Written By Parke Shall of Orange Peel Investments. (This post is an edited and abridged version of the original).

The financial industry…and financial news networks…[have been] discussing whether or not the government should be getting involved with quantitative easing (QE4) in order to slow down or try to prevent the fall in the markets…This idea is unconscionable to us and it absolutely cannot happen. Here’s why.

The signal that the Federal Reserve would be sending the equity markets if they were to start quantitative easing just months after their first interest rate hike would be a signal that they do not have a steady hand and cannot be trusted…[Currently] they have a plan and according to comments last week from NYC Fed chair Dudley, they appear to be sticking to…[it and] we applaud them.

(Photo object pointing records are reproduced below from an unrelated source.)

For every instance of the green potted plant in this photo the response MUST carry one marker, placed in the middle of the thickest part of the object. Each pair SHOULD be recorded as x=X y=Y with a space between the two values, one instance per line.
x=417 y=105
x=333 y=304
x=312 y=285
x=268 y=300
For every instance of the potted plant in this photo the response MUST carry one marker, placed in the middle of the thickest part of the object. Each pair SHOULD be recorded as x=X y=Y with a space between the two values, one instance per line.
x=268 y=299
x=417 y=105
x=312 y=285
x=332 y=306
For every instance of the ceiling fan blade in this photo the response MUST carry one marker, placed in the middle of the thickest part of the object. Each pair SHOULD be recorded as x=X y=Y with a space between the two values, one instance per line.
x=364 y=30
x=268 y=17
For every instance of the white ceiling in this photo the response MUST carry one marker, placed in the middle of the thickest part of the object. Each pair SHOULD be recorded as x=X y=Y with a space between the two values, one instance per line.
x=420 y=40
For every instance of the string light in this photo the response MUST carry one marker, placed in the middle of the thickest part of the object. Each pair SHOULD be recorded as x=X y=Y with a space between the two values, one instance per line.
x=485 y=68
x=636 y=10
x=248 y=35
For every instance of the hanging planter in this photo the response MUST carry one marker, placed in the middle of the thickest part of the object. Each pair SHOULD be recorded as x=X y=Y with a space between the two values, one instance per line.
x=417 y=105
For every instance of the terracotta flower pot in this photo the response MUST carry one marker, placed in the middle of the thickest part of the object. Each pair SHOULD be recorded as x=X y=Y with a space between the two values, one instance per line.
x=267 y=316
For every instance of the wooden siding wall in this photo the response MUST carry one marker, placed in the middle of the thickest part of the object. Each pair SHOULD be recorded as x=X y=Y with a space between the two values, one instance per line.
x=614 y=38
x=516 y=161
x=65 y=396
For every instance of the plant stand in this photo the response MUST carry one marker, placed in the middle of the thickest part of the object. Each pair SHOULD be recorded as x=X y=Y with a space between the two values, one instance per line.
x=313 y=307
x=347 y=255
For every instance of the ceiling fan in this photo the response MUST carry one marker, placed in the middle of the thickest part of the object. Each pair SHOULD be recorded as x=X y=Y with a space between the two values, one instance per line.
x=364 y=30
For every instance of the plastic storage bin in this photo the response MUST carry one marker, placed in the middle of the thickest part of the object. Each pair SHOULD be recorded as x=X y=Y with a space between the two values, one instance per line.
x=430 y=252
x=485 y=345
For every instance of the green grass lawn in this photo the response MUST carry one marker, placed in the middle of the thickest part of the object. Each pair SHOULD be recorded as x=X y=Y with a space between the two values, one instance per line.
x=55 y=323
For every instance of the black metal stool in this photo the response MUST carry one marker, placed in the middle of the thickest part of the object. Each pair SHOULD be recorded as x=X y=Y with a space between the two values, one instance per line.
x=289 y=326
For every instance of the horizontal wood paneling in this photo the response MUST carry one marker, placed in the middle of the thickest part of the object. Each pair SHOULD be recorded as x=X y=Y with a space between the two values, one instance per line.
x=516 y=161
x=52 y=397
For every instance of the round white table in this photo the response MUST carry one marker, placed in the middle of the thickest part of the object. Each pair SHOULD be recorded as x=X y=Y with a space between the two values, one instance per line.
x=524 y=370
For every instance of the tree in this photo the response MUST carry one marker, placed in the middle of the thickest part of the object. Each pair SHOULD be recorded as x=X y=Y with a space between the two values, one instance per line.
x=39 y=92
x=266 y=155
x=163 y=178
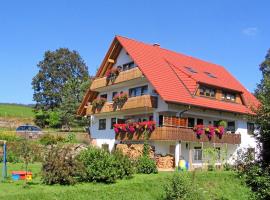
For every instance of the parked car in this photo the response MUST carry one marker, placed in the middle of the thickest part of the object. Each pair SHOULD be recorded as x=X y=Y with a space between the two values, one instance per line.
x=29 y=131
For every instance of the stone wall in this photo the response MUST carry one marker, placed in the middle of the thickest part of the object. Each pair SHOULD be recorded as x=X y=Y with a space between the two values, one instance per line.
x=165 y=162
x=134 y=151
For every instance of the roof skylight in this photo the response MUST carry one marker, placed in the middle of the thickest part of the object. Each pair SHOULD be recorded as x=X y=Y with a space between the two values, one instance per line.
x=210 y=75
x=190 y=69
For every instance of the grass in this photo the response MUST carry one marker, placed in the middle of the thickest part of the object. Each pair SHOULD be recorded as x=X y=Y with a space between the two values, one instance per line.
x=213 y=185
x=15 y=111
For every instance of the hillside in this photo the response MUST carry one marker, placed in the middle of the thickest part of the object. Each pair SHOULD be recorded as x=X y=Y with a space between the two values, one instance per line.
x=16 y=111
x=13 y=115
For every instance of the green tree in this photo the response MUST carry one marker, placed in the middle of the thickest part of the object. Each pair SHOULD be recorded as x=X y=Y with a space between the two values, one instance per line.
x=263 y=113
x=73 y=93
x=56 y=70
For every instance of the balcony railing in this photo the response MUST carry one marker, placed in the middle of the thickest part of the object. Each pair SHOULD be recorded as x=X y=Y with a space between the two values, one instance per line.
x=180 y=134
x=144 y=103
x=122 y=77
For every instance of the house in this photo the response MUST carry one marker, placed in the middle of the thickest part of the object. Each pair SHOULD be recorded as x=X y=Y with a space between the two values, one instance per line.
x=180 y=104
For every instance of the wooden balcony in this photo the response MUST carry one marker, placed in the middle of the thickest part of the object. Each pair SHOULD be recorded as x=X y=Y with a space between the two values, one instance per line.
x=143 y=103
x=179 y=134
x=122 y=77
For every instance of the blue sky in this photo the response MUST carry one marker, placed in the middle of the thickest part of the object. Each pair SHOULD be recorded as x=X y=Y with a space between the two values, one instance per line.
x=231 y=33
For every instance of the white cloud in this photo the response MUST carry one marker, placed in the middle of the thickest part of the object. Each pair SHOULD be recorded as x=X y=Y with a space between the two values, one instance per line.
x=250 y=31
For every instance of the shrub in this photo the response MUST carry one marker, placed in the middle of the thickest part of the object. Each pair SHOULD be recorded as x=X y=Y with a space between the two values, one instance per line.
x=9 y=136
x=61 y=167
x=47 y=139
x=123 y=164
x=179 y=187
x=71 y=138
x=100 y=166
x=146 y=165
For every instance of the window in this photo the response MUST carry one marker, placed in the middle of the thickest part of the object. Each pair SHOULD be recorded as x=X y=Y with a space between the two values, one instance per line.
x=190 y=69
x=199 y=121
x=128 y=66
x=251 y=152
x=144 y=90
x=218 y=153
x=191 y=122
x=216 y=123
x=172 y=149
x=210 y=75
x=231 y=127
x=160 y=120
x=105 y=147
x=113 y=122
x=103 y=96
x=138 y=91
x=197 y=154
x=114 y=94
x=250 y=128
x=102 y=124
x=226 y=96
x=208 y=92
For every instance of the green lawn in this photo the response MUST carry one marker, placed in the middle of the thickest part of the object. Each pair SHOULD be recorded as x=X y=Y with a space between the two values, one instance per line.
x=16 y=111
x=213 y=185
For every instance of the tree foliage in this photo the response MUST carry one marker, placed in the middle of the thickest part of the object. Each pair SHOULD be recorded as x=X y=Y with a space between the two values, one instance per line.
x=263 y=114
x=59 y=86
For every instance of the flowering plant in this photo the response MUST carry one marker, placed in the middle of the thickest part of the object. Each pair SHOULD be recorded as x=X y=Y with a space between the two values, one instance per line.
x=120 y=99
x=133 y=127
x=98 y=103
x=209 y=131
x=199 y=130
x=220 y=131
x=112 y=74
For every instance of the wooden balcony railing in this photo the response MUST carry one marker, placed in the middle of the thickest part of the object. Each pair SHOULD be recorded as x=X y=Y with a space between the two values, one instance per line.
x=180 y=134
x=144 y=103
x=122 y=77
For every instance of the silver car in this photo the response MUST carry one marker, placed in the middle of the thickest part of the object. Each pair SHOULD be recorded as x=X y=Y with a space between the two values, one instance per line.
x=29 y=131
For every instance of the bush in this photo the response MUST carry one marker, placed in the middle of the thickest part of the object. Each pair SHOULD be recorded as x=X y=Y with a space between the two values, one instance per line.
x=9 y=136
x=146 y=165
x=179 y=187
x=123 y=165
x=71 y=138
x=60 y=167
x=100 y=166
x=49 y=139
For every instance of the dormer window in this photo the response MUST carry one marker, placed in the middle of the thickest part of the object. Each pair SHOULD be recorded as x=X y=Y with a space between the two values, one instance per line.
x=227 y=96
x=190 y=69
x=208 y=92
x=210 y=75
x=128 y=66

Markets have to go down. That is how markets work. They go up when there is a boom and they go down when there is a bust but, at the end of the day, free market supply and demand must dictate the prices of commodities and equities, otherwise it is a rigged game. Not only does it become a rigged game if the Fed steps and again, but the Fed could be making things significantly worse. (Look at the state of China for example. China’s markets are in turmoil not only because they’re in a bubble, but also because Chinese investors do not trust the Chinese government. The Chinese government has tried to step in and stop the market plunge, and we think that is ultimately going to make things significantly worse for the country in the long haul.) The Federal Reserve needs to continue as planned with their rate hikes, and the investing public needs to remember that it wasn’t long ago the Dow Jones Industrials were at 7000. Even at today’s correction levels, we are still double what we were during the subprime crisis.

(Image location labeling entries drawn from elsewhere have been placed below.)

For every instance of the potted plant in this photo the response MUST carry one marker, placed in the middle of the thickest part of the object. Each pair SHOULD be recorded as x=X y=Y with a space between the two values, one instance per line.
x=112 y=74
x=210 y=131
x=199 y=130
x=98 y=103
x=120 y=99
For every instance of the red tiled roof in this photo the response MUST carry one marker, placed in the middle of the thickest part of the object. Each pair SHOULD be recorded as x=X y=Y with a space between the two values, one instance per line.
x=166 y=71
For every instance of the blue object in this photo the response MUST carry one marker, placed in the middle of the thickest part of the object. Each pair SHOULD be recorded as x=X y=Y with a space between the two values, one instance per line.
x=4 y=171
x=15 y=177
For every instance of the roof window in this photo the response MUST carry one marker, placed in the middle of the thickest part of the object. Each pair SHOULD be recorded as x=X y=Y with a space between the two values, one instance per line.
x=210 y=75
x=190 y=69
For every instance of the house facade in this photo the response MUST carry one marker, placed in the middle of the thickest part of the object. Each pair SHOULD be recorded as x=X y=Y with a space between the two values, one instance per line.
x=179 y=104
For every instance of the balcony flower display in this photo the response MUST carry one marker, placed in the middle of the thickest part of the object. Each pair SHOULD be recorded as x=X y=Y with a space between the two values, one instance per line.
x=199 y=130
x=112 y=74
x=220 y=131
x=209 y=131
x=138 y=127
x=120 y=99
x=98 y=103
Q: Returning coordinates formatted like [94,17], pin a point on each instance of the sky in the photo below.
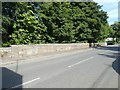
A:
[111,7]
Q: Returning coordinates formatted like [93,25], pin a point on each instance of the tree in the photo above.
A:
[116,31]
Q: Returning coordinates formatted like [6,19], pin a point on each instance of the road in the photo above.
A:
[90,68]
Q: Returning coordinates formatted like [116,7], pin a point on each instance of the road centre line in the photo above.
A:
[80,62]
[25,83]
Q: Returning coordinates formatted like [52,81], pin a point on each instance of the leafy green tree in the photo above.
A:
[116,31]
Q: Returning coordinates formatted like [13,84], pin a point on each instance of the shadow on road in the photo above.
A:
[116,63]
[10,79]
[112,48]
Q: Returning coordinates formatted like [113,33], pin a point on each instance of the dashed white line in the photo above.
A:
[80,62]
[25,83]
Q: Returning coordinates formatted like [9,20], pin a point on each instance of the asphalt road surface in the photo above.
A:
[90,68]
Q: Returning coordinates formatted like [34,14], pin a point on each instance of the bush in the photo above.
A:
[110,42]
[7,44]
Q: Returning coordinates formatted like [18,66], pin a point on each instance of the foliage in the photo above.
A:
[54,22]
[116,31]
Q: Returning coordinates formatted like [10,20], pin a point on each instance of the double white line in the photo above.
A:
[80,62]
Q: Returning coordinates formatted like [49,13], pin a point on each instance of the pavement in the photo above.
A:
[90,68]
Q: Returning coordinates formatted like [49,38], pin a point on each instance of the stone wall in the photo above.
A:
[22,51]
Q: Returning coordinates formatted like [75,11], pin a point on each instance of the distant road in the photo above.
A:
[92,68]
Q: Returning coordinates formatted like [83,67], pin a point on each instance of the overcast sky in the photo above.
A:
[111,7]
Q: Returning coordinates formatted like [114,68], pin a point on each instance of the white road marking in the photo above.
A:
[25,83]
[80,62]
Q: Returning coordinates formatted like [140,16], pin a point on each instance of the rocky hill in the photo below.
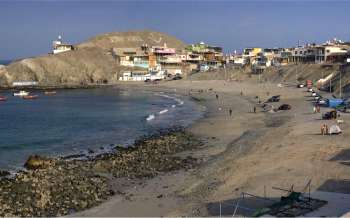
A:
[90,64]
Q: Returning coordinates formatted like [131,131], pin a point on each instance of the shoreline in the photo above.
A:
[243,152]
[248,152]
[88,154]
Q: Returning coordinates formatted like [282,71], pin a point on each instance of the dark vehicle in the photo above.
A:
[275,98]
[329,115]
[177,78]
[322,101]
[343,108]
[284,107]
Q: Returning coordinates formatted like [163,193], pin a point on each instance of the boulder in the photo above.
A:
[4,173]
[37,162]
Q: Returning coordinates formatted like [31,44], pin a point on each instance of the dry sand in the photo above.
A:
[247,152]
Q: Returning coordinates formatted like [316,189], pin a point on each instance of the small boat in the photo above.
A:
[3,98]
[21,93]
[30,97]
[50,92]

The Fed needs to recognize that oil is one of the big factors that is keeping the stock market down…it is basically moving in lock step with oil futures. Oil may go lower, and it may bring the market down with it. However, oil is not going to continue lower for much longer. We are not even talking about the price of oil recovering, we are just talking about the price of oil bottoming. If oil trades down to $20 a barrel but then finally steadies there and does not move lower, our markets should have time to take a breather and potentially steady themselves as well. If the Federal Reserve does not understand that this correction is temporary and necessary, it would be absolutely frightening for all investors in the U.S. markets.